Before I go any further, I want to apologize in advance to anybody who reads this and was previously unaware of the dilemma of cognitive enhancement.  It’s the kind of topic that makes any prevention-oriented research self-defeating, since the idea alone of a drug with academic utility is bound to be virally appealing in fiercely competitive climates like UCLA.
In other words, how can I, or any researcher, talk truthfully about cognitive enhancement in the name of prevention or “responsibility” without making it sound appealing to anybody?
It’s not for everybody.  Stimulant medications are controlled substances with physiological, psychological, and legal risks.  But the truth is that many college students feel that the associated risks are far outweighed by the academic benefits of use.  What’s even more problematic is that research doesn’t completely disagree.
Concern over collegiate “cognitive enhancement” is nothing new, but higher education has done little since ADHD-diagnosed students first began bringing their renewable Ritalin prescriptions to college in the mid 1990s.  Word quickly got out that there was something “better” than coffee.

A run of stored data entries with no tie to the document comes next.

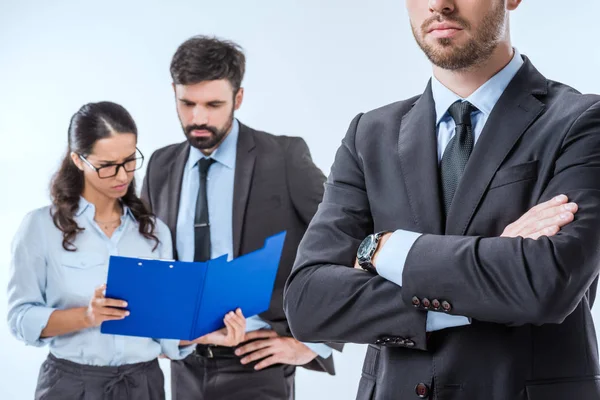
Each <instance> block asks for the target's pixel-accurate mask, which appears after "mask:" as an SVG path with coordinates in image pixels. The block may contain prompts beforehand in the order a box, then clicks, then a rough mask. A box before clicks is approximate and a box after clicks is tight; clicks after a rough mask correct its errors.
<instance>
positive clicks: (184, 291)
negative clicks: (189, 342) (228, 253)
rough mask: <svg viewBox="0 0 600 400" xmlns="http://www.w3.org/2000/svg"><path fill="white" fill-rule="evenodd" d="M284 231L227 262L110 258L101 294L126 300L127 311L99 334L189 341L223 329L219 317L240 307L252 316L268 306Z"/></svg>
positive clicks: (104, 326) (101, 327)
mask: <svg viewBox="0 0 600 400" xmlns="http://www.w3.org/2000/svg"><path fill="white" fill-rule="evenodd" d="M284 241H285V232H281V233H279V234H277V235H274V236H271V237H270V238H267V240H266V241H265V246H264V247H263V248H262V249H259V250H257V251H254V252H252V253H249V254H246V255H243V256H241V257H238V258H236V259H234V260H232V261H229V262H228V261H227V256H222V257H219V258H216V259H212V260H209V261H207V262H181V261H164V260H148V259H138V258H128V257H115V256H112V257H111V258H110V262H109V270H108V279H107V289H106V297H110V298H115V299H122V300H125V301H127V303H128V307H127V310H128V311H130V315H129V316H128V317H127V318H125V319H123V320H118V321H106V322H104V323H103V324H102V327H101V332H102V333H107V334H116V335H127V336H141V337H151V338H155V339H180V340H181V339H183V340H194V339H196V338H199V337H200V336H203V335H205V334H207V333H210V332H213V331H216V330H218V329H220V328H223V327H224V324H223V317H224V316H225V314H227V313H228V312H230V311H234V310H235V309H237V308H241V309H242V311H243V313H244V315H246V316H252V315H256V314H259V313H261V312H263V311H266V310H268V308H269V304H270V302H271V295H272V292H273V286H274V284H275V277H276V275H277V269H278V266H279V260H280V258H281V252H282V250H283V244H284Z"/></svg>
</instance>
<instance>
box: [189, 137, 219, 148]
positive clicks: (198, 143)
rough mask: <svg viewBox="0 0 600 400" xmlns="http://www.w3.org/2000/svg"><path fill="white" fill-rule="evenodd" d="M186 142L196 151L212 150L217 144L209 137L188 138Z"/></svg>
mask: <svg viewBox="0 0 600 400" xmlns="http://www.w3.org/2000/svg"><path fill="white" fill-rule="evenodd" d="M188 142H189V143H190V145H192V146H193V147H195V148H197V149H198V150H206V149H212V148H213V147H215V145H216V144H217V143H216V140H215V139H214V137H211V138H196V137H188Z"/></svg>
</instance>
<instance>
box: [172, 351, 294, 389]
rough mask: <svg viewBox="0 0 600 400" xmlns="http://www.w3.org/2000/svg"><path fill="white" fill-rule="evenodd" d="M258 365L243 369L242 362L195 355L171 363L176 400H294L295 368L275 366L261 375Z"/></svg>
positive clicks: (261, 372)
mask: <svg viewBox="0 0 600 400" xmlns="http://www.w3.org/2000/svg"><path fill="white" fill-rule="evenodd" d="M256 364H257V363H256V362H254V363H250V364H248V365H242V364H241V363H240V358H239V357H237V356H234V357H220V356H219V355H215V356H214V357H212V358H209V357H206V356H201V355H199V354H197V353H193V354H191V355H190V356H188V357H187V358H186V359H184V360H181V361H171V393H172V399H173V400H255V399H256V400H259V399H260V400H294V378H295V375H296V367H295V366H293V365H281V364H279V365H273V366H271V367H269V368H266V369H264V370H261V371H256V370H254V366H255V365H256Z"/></svg>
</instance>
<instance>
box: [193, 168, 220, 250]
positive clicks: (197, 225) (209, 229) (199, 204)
mask: <svg viewBox="0 0 600 400" xmlns="http://www.w3.org/2000/svg"><path fill="white" fill-rule="evenodd" d="M214 162H215V160H213V159H212V158H201V159H200V161H198V169H199V171H200V187H199V188H198V198H197V199H196V215H195V217H194V261H207V260H210V221H209V220H208V199H207V196H206V192H207V190H206V178H207V176H208V169H209V168H210V166H211V165H212V164H213V163H214Z"/></svg>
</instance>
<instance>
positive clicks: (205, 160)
mask: <svg viewBox="0 0 600 400" xmlns="http://www.w3.org/2000/svg"><path fill="white" fill-rule="evenodd" d="M214 162H215V160H214V159H213V158H205V157H202V158H201V159H200V160H198V168H200V174H202V175H206V173H207V172H208V169H209V168H210V166H211V165H212V164H213V163H214Z"/></svg>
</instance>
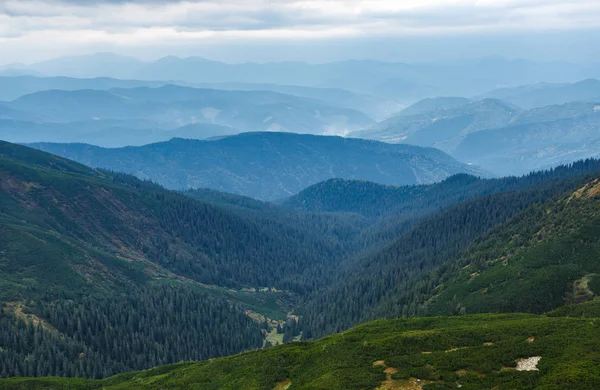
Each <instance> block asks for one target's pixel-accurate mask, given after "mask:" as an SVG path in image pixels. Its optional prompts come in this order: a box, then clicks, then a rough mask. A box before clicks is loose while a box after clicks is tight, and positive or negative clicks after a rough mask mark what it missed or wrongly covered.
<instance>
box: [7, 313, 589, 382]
mask: <svg viewBox="0 0 600 390" xmlns="http://www.w3.org/2000/svg"><path fill="white" fill-rule="evenodd" d="M599 327H600V320H586V319H574V318H561V317H558V318H557V317H554V318H550V317H538V316H533V315H520V314H513V315H476V316H464V317H445V318H444V317H435V318H421V319H411V320H388V321H375V322H372V323H368V324H365V325H361V326H358V327H356V328H353V329H351V330H349V331H347V332H344V333H341V334H336V335H333V336H329V337H325V338H323V339H321V340H317V341H312V342H303V343H290V344H285V345H282V346H278V347H273V348H269V349H267V350H263V351H257V352H248V353H244V354H241V355H236V356H231V357H226V358H219V359H214V360H210V361H206V362H201V363H180V364H176V365H171V366H165V367H159V368H156V369H152V370H148V371H143V372H137V373H128V374H123V375H119V376H116V377H112V378H108V379H106V380H103V381H82V380H79V379H44V378H42V379H16V378H15V379H8V380H2V381H0V388H2V389H27V388H40V389H41V388H53V389H60V388H69V389H101V388H102V389H166V388H169V389H265V390H271V389H274V388H277V387H276V386H277V385H278V383H284V382H286V381H287V382H288V383H289V382H291V385H290V387H289V389H290V390H294V389H375V388H377V387H378V386H381V385H384V384H386V381H387V379H386V377H388V376H389V378H390V381H389V382H387V384H388V385H390V386H396V387H387V388H391V389H394V388H395V389H403V388H405V387H403V384H407V383H411V382H413V383H419V384H421V385H422V388H423V389H424V390H434V389H452V388H457V386H458V385H460V386H461V388H462V389H468V390H469V389H470V390H475V389H483V388H497V389H534V388H535V389H545V390H550V389H556V390H558V389H566V388H568V389H574V390H577V389H581V390H584V389H585V390H587V389H592V388H597V387H598V386H600V365H598V360H599V359H600V338H599V337H598V335H599V334H600V333H599V331H600V329H599ZM532 357H541V359H540V360H539V362H538V364H537V366H534V367H532V368H536V369H537V370H534V371H518V370H516V368H517V361H518V360H519V359H528V358H532ZM386 369H387V371H386V372H387V374H386V372H384V370H386ZM417 379H419V380H420V382H416V380H417ZM382 388H385V387H382Z"/></svg>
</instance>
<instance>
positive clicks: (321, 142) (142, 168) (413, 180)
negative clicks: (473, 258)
mask: <svg viewBox="0 0 600 390" xmlns="http://www.w3.org/2000/svg"><path fill="white" fill-rule="evenodd" d="M32 146H33V147H36V148H39V149H41V150H45V151H48V152H50V153H54V154H58V155H60V156H63V157H66V158H70V159H73V160H75V161H78V162H81V163H83V164H86V165H89V166H93V167H99V168H106V169H111V170H115V171H122V172H126V173H131V174H133V175H136V176H138V177H141V178H143V179H152V180H153V181H156V182H158V183H160V184H162V185H164V186H166V187H168V188H172V189H188V188H203V187H206V188H212V189H216V190H219V191H224V192H230V193H236V194H240V195H246V196H250V197H253V198H257V199H263V200H274V199H281V198H284V197H288V196H290V195H292V194H295V193H297V192H299V191H301V190H303V189H304V188H306V187H308V186H309V185H312V184H315V183H318V182H319V181H323V180H327V179H330V178H335V177H338V178H346V179H362V180H370V181H374V182H378V183H382V184H394V185H402V184H418V183H431V182H435V181H439V180H442V179H444V178H446V177H448V176H451V175H453V174H456V173H471V174H477V175H479V174H482V173H483V172H482V171H481V170H479V169H478V168H477V167H472V166H468V165H466V164H462V163H459V162H457V161H456V160H454V159H453V158H451V157H449V156H448V155H446V154H444V153H443V152H440V151H439V150H436V149H431V148H420V147H415V146H410V145H389V144H384V143H380V142H374V141H365V140H359V139H345V138H340V137H323V136H311V135H299V134H288V133H244V134H240V135H237V136H231V137H224V138H221V139H216V140H207V141H194V140H183V139H173V140H171V141H169V142H163V143H157V144H152V145H146V146H142V147H135V148H131V147H130V148H118V149H104V148H99V147H94V146H90V145H81V144H33V145H32Z"/></svg>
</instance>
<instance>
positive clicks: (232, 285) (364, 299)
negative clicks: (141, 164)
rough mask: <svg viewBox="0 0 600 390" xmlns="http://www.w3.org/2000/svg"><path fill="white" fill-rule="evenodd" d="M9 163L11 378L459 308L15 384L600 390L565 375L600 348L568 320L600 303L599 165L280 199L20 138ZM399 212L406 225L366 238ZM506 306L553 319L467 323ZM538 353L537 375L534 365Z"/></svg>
mask: <svg viewBox="0 0 600 390" xmlns="http://www.w3.org/2000/svg"><path fill="white" fill-rule="evenodd" d="M0 169H1V170H2V176H3V178H5V180H3V181H2V182H1V183H0V197H1V198H0V199H1V200H2V202H0V229H2V237H3V238H7V239H6V240H2V241H0V244H1V245H2V248H0V253H1V256H2V257H1V259H2V261H0V294H1V297H2V302H3V306H4V310H3V314H2V317H0V340H2V345H3V349H2V351H0V354H2V355H1V356H2V359H1V360H0V365H1V370H2V372H7V373H9V372H10V373H11V375H12V376H14V375H16V376H21V375H25V376H29V377H32V376H47V375H56V376H67V377H75V376H85V377H90V378H103V377H107V376H110V375H112V374H114V373H118V372H123V371H126V370H139V369H144V368H148V367H152V366H153V365H160V364H166V363H174V362H178V361H180V360H182V359H193V360H203V359H207V358H209V357H216V356H220V355H223V354H230V353H235V352H239V351H242V350H245V349H252V348H259V347H260V346H261V344H266V343H267V342H268V343H269V344H272V343H275V344H276V343H278V342H280V341H281V340H282V339H281V338H280V337H283V340H287V341H292V340H293V339H294V338H298V337H300V338H305V339H306V338H308V339H311V338H314V337H318V336H321V335H327V334H330V333H332V332H336V331H340V330H346V329H348V328H350V327H352V326H354V325H357V324H359V323H364V322H367V321H369V320H371V319H374V318H382V317H388V318H389V317H397V316H399V317H405V316H413V315H419V316H426V317H427V316H431V315H453V314H454V315H460V316H461V317H428V318H421V319H411V320H406V319H404V320H393V321H376V322H370V323H365V324H363V325H360V326H359V327H357V328H353V329H351V330H348V331H346V332H344V333H341V334H339V335H333V336H328V337H326V338H324V339H321V340H317V341H310V342H302V343H290V344H286V345H284V346H280V347H274V348H267V349H266V350H263V351H255V352H250V353H245V354H241V355H236V356H232V357H227V358H223V359H217V360H209V361H206V362H200V363H180V364H177V365H172V366H165V367H160V368H157V369H155V370H150V371H145V372H139V373H136V372H133V373H127V374H124V375H120V376H116V377H111V378H108V379H105V380H103V381H101V382H96V381H86V380H83V379H59V378H40V379H17V378H13V379H8V380H2V381H0V388H8V389H13V388H22V387H23V386H28V387H42V388H49V387H52V388H94V387H98V386H99V387H103V388H111V387H112V388H165V387H169V388H194V387H196V388H232V389H233V388H239V387H240V386H242V387H244V388H264V387H267V388H271V386H273V387H275V386H279V387H285V386H289V387H291V386H295V387H296V388H314V387H315V386H317V387H329V388H336V389H337V388H340V389H341V388H365V387H367V388H370V387H372V386H380V385H385V386H391V385H393V386H408V385H412V386H413V387H414V386H421V387H423V388H435V387H432V386H439V385H449V384H456V383H459V384H461V386H465V387H466V388H481V387H482V386H505V387H509V388H534V387H536V386H542V385H543V386H547V387H548V388H560V386H564V384H565V383H569V384H573V386H571V387H573V388H582V389H583V388H590V386H591V388H593V387H595V386H596V385H597V384H598V382H597V378H596V377H595V376H594V374H593V373H594V372H595V371H594V369H593V368H591V369H583V368H582V369H581V371H577V375H575V376H573V377H572V378H573V379H572V380H571V381H570V382H565V376H566V377H567V378H570V377H569V376H568V375H567V373H568V372H571V371H572V370H573V368H572V364H571V363H569V364H567V363H566V362H573V361H575V362H577V364H583V365H584V366H585V367H587V365H588V364H591V363H588V361H589V362H592V361H595V359H596V358H597V353H596V352H595V351H596V349H595V348H592V349H590V346H591V345H592V346H593V345H595V343H600V340H599V339H597V329H596V326H595V322H594V321H593V319H592V320H590V319H577V318H572V317H574V316H577V317H581V316H584V317H585V316H588V317H592V318H595V317H597V316H598V313H600V311H599V310H598V301H597V300H596V297H597V295H598V294H600V289H599V287H598V286H599V284H598V282H599V281H600V280H599V279H598V277H597V275H598V273H600V270H599V269H598V267H597V264H596V263H597V262H596V261H595V259H596V258H597V256H598V253H599V252H598V251H599V250H600V249H598V248H600V246H599V245H598V242H597V241H598V239H597V238H598V234H596V231H597V230H598V228H599V227H598V226H600V225H598V221H599V220H600V219H599V215H598V207H597V206H598V200H599V199H600V198H599V196H600V191H599V188H600V187H599V186H600V185H599V180H600V178H599V176H598V175H599V174H598V172H600V162H599V161H598V160H586V161H581V162H578V163H576V164H572V165H569V166H562V167H559V168H557V169H554V170H549V171H542V172H536V173H532V174H530V175H527V176H523V177H520V178H517V177H511V178H504V179H478V178H476V177H472V176H468V175H464V174H463V175H458V176H455V177H451V178H449V179H447V180H446V181H444V182H442V183H438V184H432V185H427V186H407V187H400V188H395V187H389V186H387V187H386V186H378V185H376V184H373V183H367V182H362V181H340V180H332V181H328V182H326V183H322V184H318V185H316V186H313V187H311V188H308V189H306V191H303V192H302V193H301V194H300V195H298V196H296V197H294V198H291V199H289V200H286V201H283V202H282V203H281V205H280V206H278V205H274V204H269V203H263V202H260V201H256V200H252V199H249V198H244V197H240V196H236V195H229V194H223V193H218V192H215V191H208V190H199V191H190V192H186V193H175V192H171V191H168V190H165V189H163V188H162V187H160V186H158V185H156V184H153V183H151V182H143V181H140V180H139V179H136V178H134V177H132V176H129V175H125V174H119V173H114V172H110V171H104V170H97V169H92V168H88V167H86V166H83V165H80V164H78V163H75V162H73V161H70V160H65V159H63V158H61V157H57V156H53V155H49V154H47V153H44V152H41V151H37V150H35V149H31V148H27V147H23V146H19V145H14V144H9V143H1V144H0ZM382 194H383V196H382ZM336 197H337V198H338V199H344V202H339V203H338V204H337V205H336V204H335V203H332V202H331V201H328V199H334V198H336ZM380 199H383V201H382V202H381V203H380V202H379V200H380ZM324 205H329V206H324ZM390 206H392V207H390ZM393 206H396V208H395V209H394V208H393ZM386 209H389V214H388V213H387V212H386V211H385V210H386ZM408 211H410V212H408ZM394 215H396V217H394V218H388V217H393V216H394ZM402 216H405V217H406V218H405V220H404V222H402V221H401V219H402ZM394 220H395V221H396V222H397V223H398V224H399V225H400V226H398V227H397V233H396V234H395V237H393V238H391V239H389V240H387V241H386V242H385V243H383V244H382V243H380V244H378V245H377V246H375V247H373V246H371V247H369V248H368V247H367V246H362V244H361V246H359V247H357V246H356V242H361V240H360V239H359V237H361V236H363V235H364V234H365V233H367V232H371V235H373V234H377V233H376V232H378V231H379V232H381V231H382V229H383V230H385V229H386V226H387V225H388V224H389V223H390V221H394ZM357 239H358V240H357ZM260 287H269V288H265V289H259V288H260ZM115 299H120V301H119V302H120V303H119V304H118V305H115V304H114V300H115ZM565 303H567V305H566V306H565ZM496 312H504V313H506V312H529V313H534V314H540V313H545V312H549V314H548V315H546V316H535V315H523V314H501V315H490V314H480V315H476V316H470V315H465V314H470V313H496ZM192 313H194V315H190V314H192ZM215 313H219V314H218V315H215ZM569 317H571V318H569ZM150 318H151V319H152V320H151V321H150V320H149V319H150ZM172 319H176V321H172ZM275 328H277V329H275ZM234 334H235V335H237V337H235V338H234V337H233V336H232V335H234ZM13 335H17V338H15V337H14V336H13ZM209 335H210V337H209ZM277 335H279V336H277ZM15 340H22V341H21V342H20V343H19V342H15ZM116 340H123V342H121V343H118V344H117V343H115V341H116ZM149 340H153V342H149ZM226 340H227V341H226ZM174 345H177V347H173V346H174ZM267 345H268V344H267ZM566 345H568V346H569V347H568V348H567V347H566ZM200 346H202V347H200ZM584 351H587V352H584ZM452 354H456V355H455V356H454V355H452ZM26 357H27V358H26ZM534 357H535V358H536V359H537V360H536V363H535V364H539V369H540V371H539V372H537V371H535V366H534V371H521V368H520V367H522V366H521V364H523V361H524V360H525V361H528V360H530V359H533V358H534ZM538 357H540V358H541V360H539V359H538ZM50 361H55V362H59V364H58V365H54V366H53V365H50V364H48V362H50ZM266 361H267V362H271V361H272V362H271V363H268V364H265V362H266ZM324 361H328V362H329V364H324V363H323V362H324ZM382 361H383V362H382ZM449 364H450V366H449ZM233 367H235V369H234V368H233ZM260 367H262V369H259V368H260ZM577 367H578V366H577ZM590 367H595V366H594V365H593V364H592V365H591V366H590ZM388 368H392V369H388ZM226 373H229V374H226ZM333 373H336V374H335V375H334V374H333ZM342 373H343V375H342ZM553 386H554V387H553Z"/></svg>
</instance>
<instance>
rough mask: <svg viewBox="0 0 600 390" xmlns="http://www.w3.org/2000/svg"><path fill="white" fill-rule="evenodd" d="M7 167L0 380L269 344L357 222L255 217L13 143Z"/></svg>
mask: <svg viewBox="0 0 600 390" xmlns="http://www.w3.org/2000/svg"><path fill="white" fill-rule="evenodd" d="M0 176H1V177H2V181H0V236H1V237H2V240H0V308H1V309H0V345H2V349H0V373H1V375H2V376H6V375H10V376H19V375H29V376H33V375H36V376H47V375H59V376H85V377H95V378H100V377H106V376H109V375H113V374H115V373H120V372H124V371H127V370H137V369H144V368H149V367H153V366H156V365H160V364H168V363H174V362H178V361H181V360H202V359H207V358H212V357H216V356H222V355H226V354H232V353H236V352H240V351H242V350H246V349H254V348H260V347H262V346H263V345H265V344H266V343H267V341H268V337H270V336H268V333H269V332H274V328H275V326H276V325H277V324H279V325H281V324H282V323H280V322H277V321H285V320H286V317H287V313H288V312H289V311H290V310H292V308H293V307H294V304H295V302H296V301H297V299H298V298H297V296H298V295H303V294H307V293H308V292H310V291H311V290H312V289H314V288H315V286H317V285H318V284H319V283H326V280H327V279H328V278H331V274H332V270H334V269H335V268H336V267H337V264H338V263H339V261H341V259H342V257H343V256H344V255H345V253H347V251H346V250H345V247H344V245H343V241H341V238H342V237H343V238H344V239H351V238H352V229H356V227H352V228H351V227H350V223H348V224H347V225H346V221H345V220H344V219H342V218H339V217H336V218H335V219H333V218H332V219H330V218H328V217H327V216H320V217H319V216H312V215H307V216H304V215H302V214H290V213H288V214H285V218H283V216H282V215H280V214H278V212H277V211H276V210H275V211H273V214H269V215H267V214H264V215H262V216H261V217H260V218H258V217H256V216H254V215H252V214H251V213H250V212H247V211H246V209H247V207H245V206H244V207H242V206H236V207H234V205H232V204H231V202H229V204H228V203H227V202H225V201H217V200H216V199H217V195H212V198H213V200H211V201H204V200H203V201H200V200H195V199H191V197H189V196H185V195H184V194H179V193H174V192H170V191H167V190H165V189H163V188H162V187H160V186H158V185H156V184H153V183H150V182H142V181H140V180H138V179H136V178H134V177H132V176H128V175H124V174H117V173H111V172H106V171H98V170H94V169H91V168H88V167H86V166H83V165H80V164H78V163H75V162H72V161H69V160H65V159H63V158H60V157H57V156H52V155H49V154H46V153H43V152H40V151H37V150H34V149H30V148H26V147H23V146H18V145H14V144H9V143H6V142H0ZM196 197H197V198H203V197H202V196H201V195H197V196H196ZM205 197H206V196H205ZM205 197H204V198H205ZM227 197H228V196H226V195H222V196H220V198H223V199H226V198H227ZM333 221H335V224H336V226H337V230H336V231H334V229H331V227H330V225H331V224H332V223H333ZM346 226H347V227H346ZM359 226H360V225H359ZM116 302H118V303H116ZM173 319H175V321H173ZM279 340H280V341H279V342H281V338H279ZM269 342H270V341H269ZM75 351H76V352H75ZM77 356H80V357H79V358H78V357H77ZM83 357H85V358H86V360H85V364H81V362H82V360H81V359H83ZM50 361H52V362H55V364H49V362H50Z"/></svg>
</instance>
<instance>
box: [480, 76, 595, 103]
mask: <svg viewBox="0 0 600 390" xmlns="http://www.w3.org/2000/svg"><path fill="white" fill-rule="evenodd" d="M482 97H486V98H496V99H501V100H504V101H506V102H510V103H512V104H515V105H517V106H519V107H521V108H524V109H531V108H538V107H544V106H552V105H560V104H565V103H569V102H576V101H596V102H598V101H600V81H599V80H597V79H586V80H582V81H578V82H576V83H541V84H533V85H524V86H519V87H513V88H502V89H496V90H493V91H490V92H488V93H486V94H484V95H482Z"/></svg>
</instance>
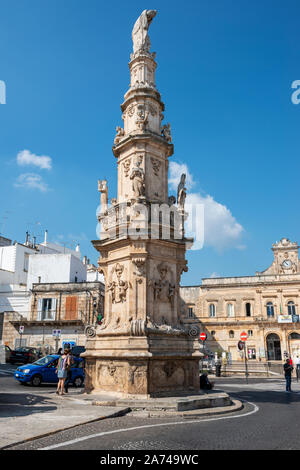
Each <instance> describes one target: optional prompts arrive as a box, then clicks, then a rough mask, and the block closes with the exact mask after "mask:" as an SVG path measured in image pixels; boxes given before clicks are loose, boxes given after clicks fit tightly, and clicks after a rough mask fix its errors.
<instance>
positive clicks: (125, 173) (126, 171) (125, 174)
mask: <svg viewBox="0 0 300 470" xmlns="http://www.w3.org/2000/svg"><path fill="white" fill-rule="evenodd" d="M130 163H131V158H128V159H127V160H126V161H125V162H124V163H123V168H124V175H125V176H126V178H127V176H128V173H129V170H130Z"/></svg>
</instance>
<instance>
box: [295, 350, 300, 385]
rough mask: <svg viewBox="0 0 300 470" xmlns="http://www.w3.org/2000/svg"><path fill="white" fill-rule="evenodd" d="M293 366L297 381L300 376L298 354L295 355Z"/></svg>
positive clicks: (299, 365)
mask: <svg viewBox="0 0 300 470" xmlns="http://www.w3.org/2000/svg"><path fill="white" fill-rule="evenodd" d="M295 366H296V377H297V382H298V380H299V377H300V357H299V356H297V357H296V360H295Z"/></svg>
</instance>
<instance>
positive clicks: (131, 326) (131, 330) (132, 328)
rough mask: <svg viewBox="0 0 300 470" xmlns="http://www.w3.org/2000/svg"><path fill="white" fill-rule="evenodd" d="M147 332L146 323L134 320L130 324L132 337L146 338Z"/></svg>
mask: <svg viewBox="0 0 300 470" xmlns="http://www.w3.org/2000/svg"><path fill="white" fill-rule="evenodd" d="M145 332H146V322H145V320H142V319H140V318H138V319H137V320H132V321H131V323H130V335H131V336H144V335H145Z"/></svg>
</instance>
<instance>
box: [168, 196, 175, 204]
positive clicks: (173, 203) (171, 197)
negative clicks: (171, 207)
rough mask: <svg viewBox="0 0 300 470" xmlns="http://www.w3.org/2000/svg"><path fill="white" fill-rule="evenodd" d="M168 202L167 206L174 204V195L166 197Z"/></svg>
mask: <svg viewBox="0 0 300 470" xmlns="http://www.w3.org/2000/svg"><path fill="white" fill-rule="evenodd" d="M168 204H169V206H173V205H174V204H176V197H175V196H169V197H168Z"/></svg>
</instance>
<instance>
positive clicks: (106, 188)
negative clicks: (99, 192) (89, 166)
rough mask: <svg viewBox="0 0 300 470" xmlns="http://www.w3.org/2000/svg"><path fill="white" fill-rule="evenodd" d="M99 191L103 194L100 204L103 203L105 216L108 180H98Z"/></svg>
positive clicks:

National databases on collegiate substance abuse put non-medical use of stimulant medications at around 8%, which doesn’t include the approximately 7.5% of American students diagnosed with ADHD.  Independent studies conducted on college campuses report illicit use prevalence at 25% and as high as 34%, with over half of upperclassmen and students in Greek life having used prescription stimulants.
From The Beatles and Elvis to JFK and Hitler, speed scares are not without historical precedent.  Desoxyn and Pervitin were used heavily by both allied and axis military soldiers in World War II, (Provigil and Adderall are still used today by British forces and Air Force pilots).  The then over-the-counter stimulant Benzedrine allowed Jack Kerouac to pen “On the Road” in 20 days, while domestic use of amphetamine pills were immortalized in the Rolling Stones’ song “Mother’s Little Helper."
Two things separate this generation of stimulant use from the past: medical sophistication and the advent of ADHD.  Today’s drugs are better, and we’re vastly more knowledgeable about what they do.  Leading clinical researchers and bioethicists have recently started conceding that these drugs may actually work, leading to real gains in concentration, memory, and sustained cognitive performance.
ADHD is a different kind of game changer in that it medically legitimizes the everyday use of amphetamines for a relatively broad swath of the population.  This separates our current dilemma with prescription amphetamines over controversies in past decades.
Despite skepticism from conservative pundits, the Church of Scientology, and my dad, ADHD is a real condition with real genetic determinants.  It is about 70% heritable, which is as much as height, or blood pressure.  But this doesn’t mean that our diagnostic system isn’t flawed.  Many savvy, opportunistic students and parents have been known to feign ADHD symptoms just to seek medications.  This is called “doctor shopping.”
I certainly saw some of this in my own research, but it was surprising to see how the situation with unstoppable drug-seeking behavior mirrored the burgeoning medical cannabis scene that erupted throughout Los Angeles over the past several years.
I recruited students who used “any drug” for academic purposes, and to my surprise, many inquired about using marijuana and salvia (which is currently legal) for creative purposes.
Whether you find the premise of creativity-enhancing drug use plausible or not, there is an historical precedent for that too.  Literary greats generally preferred booze, but prolific drug using artists and intellectuals included the beat poets and bebop jazz generation, Francis Crick, Aldous Huxley, and again, The Beatles.
As seen with medical cannabis, some drug policies seem to be in flux, or at least newly reopen to public debate.  Distinguishing what’s legal or illegal, however, isn’t as important as what’s “responsible” or “moderate,” and it may be moot if anybody can get what they want, whenever they want.  We may be there already.